# Z Tune Conversion Bodywork R34 GTR



## GoingGTR (Jan 31, 2003)




----------



## Pharoahe (Mar 11, 2006)

Looks real nice :thumbsup:


----------



## ExZaCc (Dec 18, 2005)

looks great.


----------



## klh6686 (Oct 4, 2005)

we need higher res!!!


----------



## moNoKnoT (Dec 18, 2004)

Looks great mate but the small pics dont do it justice.

- Kevin.


----------



## WIT BLITZ (Apr 1, 2007)

As far as I can see it looks great :thumbsup:


----------



## RH18 (Feb 23, 2007)

wow, what i like more is the paint job/colour! 
should look sorted once your splitter is on. :smokin:


----------



## TSUCHIYA-KUN (Mar 19, 2007)

cool!!!!!


----------



## Cardiff R33 (Jan 16, 2004)

bigger pics!! looks good though


----------



## GoingGTR (Jan 31, 2003)




----------



## R0B (May 14, 2005)

beautiful!


----------



## jamesbilluk (Aug 10, 2006)

stunning that. aswome colour


----------



## gibson (Feb 21, 2005)

thats lovely bloke..... I like the Z tune front bumper cover, looks sweet...


----------



## WIT BLITZ (Apr 1, 2007)

WOOO :thumbsup:


----------



## GoingGTR (Jan 31, 2003)

*the final touch*

sorry for the poor quality too lazy to use tripod and its dark










































Its partner


----------



## Spooled1.8 (Apr 26, 2007)

OMG, truely does look amazing :clap: 

Would love to see a nice photoshoot/ full shots of the car. Good work :thumbsup:


----------



## GoingGTR (Jan 31, 2003)




----------



## r33 v-spec (May 24, 2002)

Gorgeous!!! 

Well done


----------



## klh6686 (Oct 4, 2005)

Stunning!!! Thx for the bigger pics!!! Feel free to post many more !!!!


----------



## rb26 (Aug 29, 2004)

A beautiful looking Gtr:bowdown1: 

Terje.


----------



## bkvj (Feb 13, 2006)

gorgeous, i love the flared bit on the end of the side wings!


----------



## Spooled1.8 (Apr 26, 2007)

I just can't get enough of how good your GTR looks with all the Z-Tune bits, great work man :clap:


----------



## RH18 (Feb 23, 2007)

beautiful mate, just needs some brake upgrade then it would look seriously evil. just curious, whats the car covered next to it?


----------



## GoingGTR (Jan 31, 2003)

RH18 said:


> just curious, whats the car covered next to it?

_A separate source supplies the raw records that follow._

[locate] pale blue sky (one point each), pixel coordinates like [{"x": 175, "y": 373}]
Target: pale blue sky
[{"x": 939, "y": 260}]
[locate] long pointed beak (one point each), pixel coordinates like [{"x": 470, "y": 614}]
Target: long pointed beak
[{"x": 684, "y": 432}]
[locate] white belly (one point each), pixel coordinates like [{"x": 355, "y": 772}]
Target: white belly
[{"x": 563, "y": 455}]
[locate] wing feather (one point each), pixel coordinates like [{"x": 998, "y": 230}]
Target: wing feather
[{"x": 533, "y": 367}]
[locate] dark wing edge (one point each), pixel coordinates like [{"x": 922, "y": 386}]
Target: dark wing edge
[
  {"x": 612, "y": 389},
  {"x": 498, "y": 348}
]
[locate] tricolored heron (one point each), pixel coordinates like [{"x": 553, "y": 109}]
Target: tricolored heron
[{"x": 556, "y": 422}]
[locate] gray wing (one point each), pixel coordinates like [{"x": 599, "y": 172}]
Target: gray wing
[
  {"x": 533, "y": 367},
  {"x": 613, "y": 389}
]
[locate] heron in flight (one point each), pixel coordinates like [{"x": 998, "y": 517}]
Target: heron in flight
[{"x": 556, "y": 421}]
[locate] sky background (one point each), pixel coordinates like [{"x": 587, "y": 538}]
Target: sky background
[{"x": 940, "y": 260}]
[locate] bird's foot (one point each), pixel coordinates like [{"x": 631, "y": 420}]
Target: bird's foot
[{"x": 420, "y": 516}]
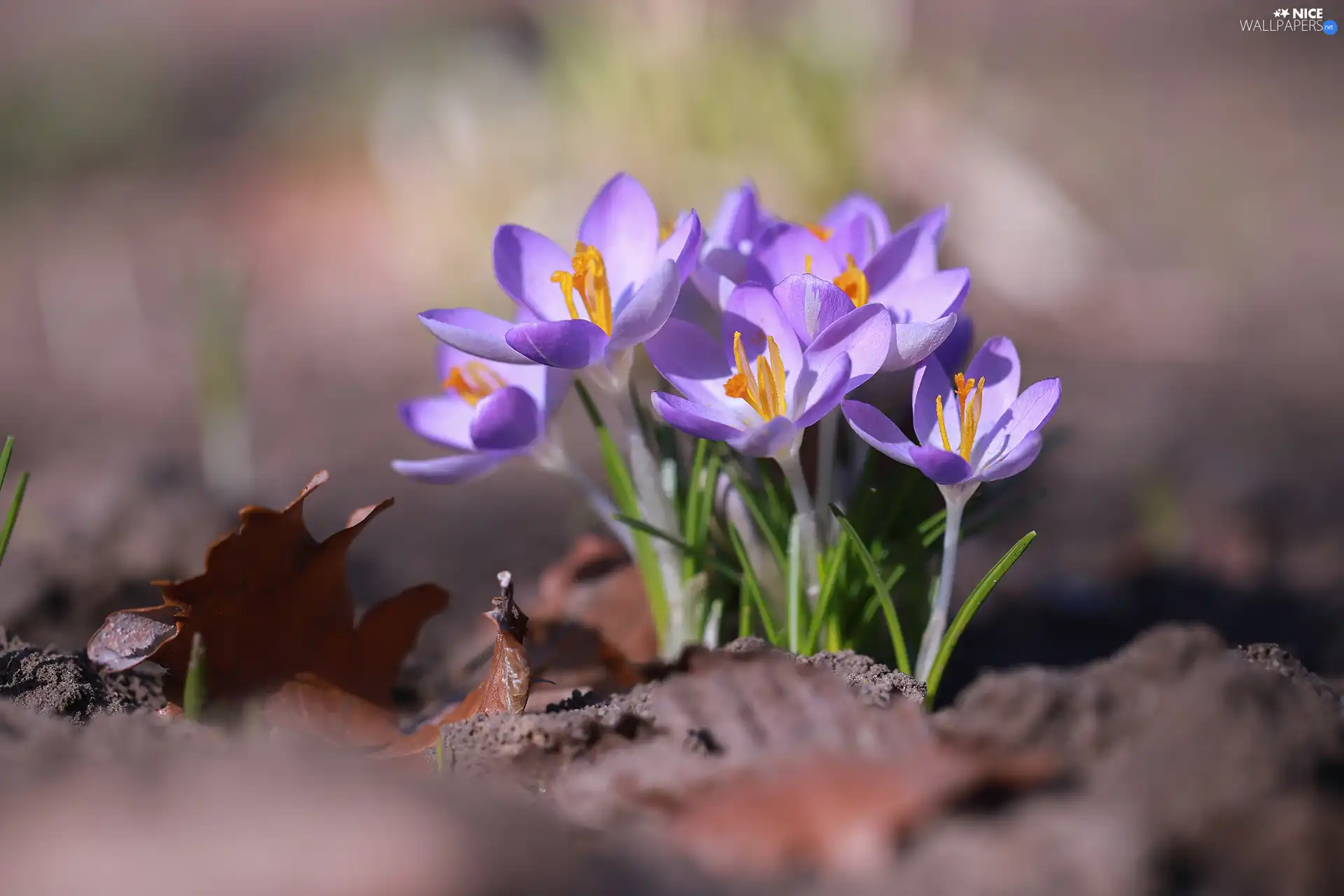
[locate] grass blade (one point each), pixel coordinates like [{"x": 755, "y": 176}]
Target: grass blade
[
  {"x": 968, "y": 610},
  {"x": 622, "y": 489},
  {"x": 898, "y": 638},
  {"x": 752, "y": 589},
  {"x": 695, "y": 554},
  {"x": 194, "y": 690}
]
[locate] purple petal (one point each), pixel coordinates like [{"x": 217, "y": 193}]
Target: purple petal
[
  {"x": 825, "y": 394},
  {"x": 863, "y": 336},
  {"x": 864, "y": 209},
  {"x": 930, "y": 383},
  {"x": 788, "y": 251},
  {"x": 755, "y": 312},
  {"x": 711, "y": 424},
  {"x": 473, "y": 332},
  {"x": 876, "y": 429},
  {"x": 1022, "y": 456},
  {"x": 683, "y": 246},
  {"x": 445, "y": 419},
  {"x": 913, "y": 343},
  {"x": 997, "y": 363},
  {"x": 647, "y": 311},
  {"x": 569, "y": 344},
  {"x": 523, "y": 265},
  {"x": 925, "y": 298},
  {"x": 1028, "y": 414},
  {"x": 738, "y": 218},
  {"x": 622, "y": 223},
  {"x": 505, "y": 421},
  {"x": 691, "y": 359},
  {"x": 452, "y": 469},
  {"x": 811, "y": 304},
  {"x": 768, "y": 438},
  {"x": 952, "y": 354},
  {"x": 944, "y": 468}
]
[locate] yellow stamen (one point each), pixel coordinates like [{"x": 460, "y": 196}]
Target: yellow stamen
[
  {"x": 589, "y": 281},
  {"x": 473, "y": 382},
  {"x": 764, "y": 393},
  {"x": 968, "y": 409},
  {"x": 854, "y": 282}
]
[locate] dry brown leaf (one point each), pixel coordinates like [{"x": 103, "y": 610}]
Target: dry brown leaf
[
  {"x": 272, "y": 605},
  {"x": 834, "y": 812},
  {"x": 323, "y": 711},
  {"x": 510, "y": 678}
]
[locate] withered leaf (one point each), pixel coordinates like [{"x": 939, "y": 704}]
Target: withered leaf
[
  {"x": 320, "y": 710},
  {"x": 834, "y": 812},
  {"x": 270, "y": 605},
  {"x": 510, "y": 676}
]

http://www.gtr.co.uk/forum/upload/71790-singapore-r33-new-j-hook-brakes.html


----------



## skylife (Dec 6, 2005)

GoingGTR said:


> http://www.gtr.co.uk/forum/upload/71790-singapore-r33-new-j-hook-brakes.html


very nice collection you have there mate! was in Singapore earlier this year for holiday, saw a few evos and wrx's but no skylines. bummer i didn't bump into yours on the way looking awesome mate.:smokin:


----------



## jamesskyline153 (May 16, 2006)

wow.. that's a gorgoues conversion!!! beautiful!!


----------



## David88 (Nov 19, 2006)

Beautiful


----------



## WIT BLITZ (Apr 1, 2007)

Wow the car looks realy beautifull :thumbsup:


----------



## Unique A/S (Jan 9, 2005)

looks great mate you must be well chuffed!!


if anybody got a standard R34 GTR can they buy that kit from nismo or is it not made by them??


----------



## Gaz Walker (May 14, 2002)

Amazing


----------



## Spooled1.8 (Apr 26, 2007)

Unique A/S said:


> looks great mate you must be well chuffed!!
> 
> 
> if anybody got a standard R34 GTR can they buy that kit from nismo or is it not made by them??


I believe you can but there are some differences. I believe that the fenders are fiberglass?(might be wrong) whereas the authentic Z-tune fenders were carbon....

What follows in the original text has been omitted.